Bei Nachahmern gilt zunächst: Ruhe bewahren!
OnlinehändlerNews: Wie können Gründer sicherstellen, dass die eigene Geschäftsidee abgesichert ist und vorab nicht bei eventuellen Investorengesprächen kopiert wird?
Lenck: Wenn sogenannte Copycats (auch bekannt als „Nachahmer“) auftauchen, gilt zunächst: Cool bleiben, Sachverhalt genau analysieren und beobachten. Was genau wurde übernommen?

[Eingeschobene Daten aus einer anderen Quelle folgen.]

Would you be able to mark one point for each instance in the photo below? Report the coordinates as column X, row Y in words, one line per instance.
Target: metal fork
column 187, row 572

Sind es „nur“ ähnliche Produktideen, oder aber auch z.B. identische Produktbezeichnungen, Designs oder ähnliches? Dies sollte genau geprüft und dokumentiert werden. Sollte später anwaltliche Hilfe in Anspruch genommen werden (müssen), hat dieser bereits eine gute Basis, um direkt das Richtige zu unternehmen und den Sachverhalt im Rahmen der zivilprozessualen Grundsätze aufbereiten zu können.
Das Gesetz gegen den unlauteren Wettbewerb (UWG) bietet für StartUps gute Möglichkeiten, sich gegen Copycats zu wehren. Dabei ist Schutzgut des UWG nicht die Idee als solche, sondern deren konkrete Umsetzung. Bedeutet: Unternehmer, die bereits aktiv am Markt sind, finden im UWG die rechtliche Basis für den ihnen zustehenden Schutz.

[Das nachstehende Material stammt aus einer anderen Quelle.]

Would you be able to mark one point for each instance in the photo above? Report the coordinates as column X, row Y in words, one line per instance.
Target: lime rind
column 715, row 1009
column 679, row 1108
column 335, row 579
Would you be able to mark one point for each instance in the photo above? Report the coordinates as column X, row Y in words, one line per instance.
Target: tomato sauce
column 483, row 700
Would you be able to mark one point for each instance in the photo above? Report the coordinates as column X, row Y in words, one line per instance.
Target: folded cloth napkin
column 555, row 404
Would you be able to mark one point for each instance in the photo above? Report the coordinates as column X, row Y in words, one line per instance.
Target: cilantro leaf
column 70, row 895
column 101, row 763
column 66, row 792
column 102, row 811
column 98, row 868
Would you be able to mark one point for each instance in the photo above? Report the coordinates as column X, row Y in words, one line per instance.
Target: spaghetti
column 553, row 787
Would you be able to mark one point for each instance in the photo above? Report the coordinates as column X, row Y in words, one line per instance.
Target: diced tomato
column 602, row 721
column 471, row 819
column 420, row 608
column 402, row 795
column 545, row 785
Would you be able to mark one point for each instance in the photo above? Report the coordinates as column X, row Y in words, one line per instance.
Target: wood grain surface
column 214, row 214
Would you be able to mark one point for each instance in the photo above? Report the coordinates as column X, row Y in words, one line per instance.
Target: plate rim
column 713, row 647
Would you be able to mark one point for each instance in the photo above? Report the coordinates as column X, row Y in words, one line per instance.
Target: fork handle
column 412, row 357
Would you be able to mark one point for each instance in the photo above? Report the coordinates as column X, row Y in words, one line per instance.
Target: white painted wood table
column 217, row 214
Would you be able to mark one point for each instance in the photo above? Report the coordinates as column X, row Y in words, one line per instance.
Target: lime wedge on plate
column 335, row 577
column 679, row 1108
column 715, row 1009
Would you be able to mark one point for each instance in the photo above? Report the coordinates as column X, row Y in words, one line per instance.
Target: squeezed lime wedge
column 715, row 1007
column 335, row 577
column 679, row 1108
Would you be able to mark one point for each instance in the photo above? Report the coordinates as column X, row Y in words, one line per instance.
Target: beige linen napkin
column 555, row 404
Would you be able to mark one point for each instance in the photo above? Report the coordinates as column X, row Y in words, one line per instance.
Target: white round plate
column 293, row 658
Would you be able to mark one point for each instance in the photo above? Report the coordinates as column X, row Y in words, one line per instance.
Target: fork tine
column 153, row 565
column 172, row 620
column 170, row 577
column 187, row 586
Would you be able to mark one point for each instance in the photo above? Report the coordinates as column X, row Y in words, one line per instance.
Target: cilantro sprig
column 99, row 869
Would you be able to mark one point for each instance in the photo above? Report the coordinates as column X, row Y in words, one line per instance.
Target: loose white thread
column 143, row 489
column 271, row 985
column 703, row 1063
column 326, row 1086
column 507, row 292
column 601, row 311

Das Urheberrecht dagegen schützt grundsätzlich keine Geschäftsideen. Es schützt lediglich künstlerische und andere schöpferische Leistungen, die in einem Werk (beispielsweise in einem Buch oder Quellcode) verkörpert sind. Die bloße Idee ohne Verkörperung in einem Werk ist grundsätzlich nicht schutzfähig. Zu empfehlen ist daher, diese Idee zunächst schriftlich zu fixieren, z.B. im Rahmen eines Business-Plans. Wenn die Idee nämlich schriftlich niedergelegt wird, ist zumindest der Text, der die Idee beschreibt, urheberrechtlich geschützt.
Allerdings gibt es kein zentrales Register, wo eine Urheberschaft eingetragen werden kann, sodass für andere nicht erkennbar ist, wem diese Urheberschaft zuzuordnen ist. Darüber hinaus gibt es typische Schutzrechte wie z. B. Patente, Gebrauchsmuster, Marken und Designs. Anders als beim Urheberrecht können diese Rechte auch in den entsprechenden Registern eingetragen werden.

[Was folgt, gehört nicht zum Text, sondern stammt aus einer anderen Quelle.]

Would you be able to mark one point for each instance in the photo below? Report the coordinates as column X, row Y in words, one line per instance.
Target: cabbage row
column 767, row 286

In der Praxis ist aber in der weit überwiegenden Anzahl der Fallkonstellationen zunächst nur eines am wichtigsten: Der vermeintliche „Dieb“ soll sein Angebot so schnell wie möglich offline nehmen, sodass die exklusive Position wieder hergestellt ist. Kennt man den Gegenüber bereits, kann die persönliche Ansprache mit etwas guter Verhandlungstaktik durchaus zum gewünschten Erfolg führen. Handelt es sich jedoch um dreisten Ideenklau, ist man mit einem Anwalt oft besser beraten.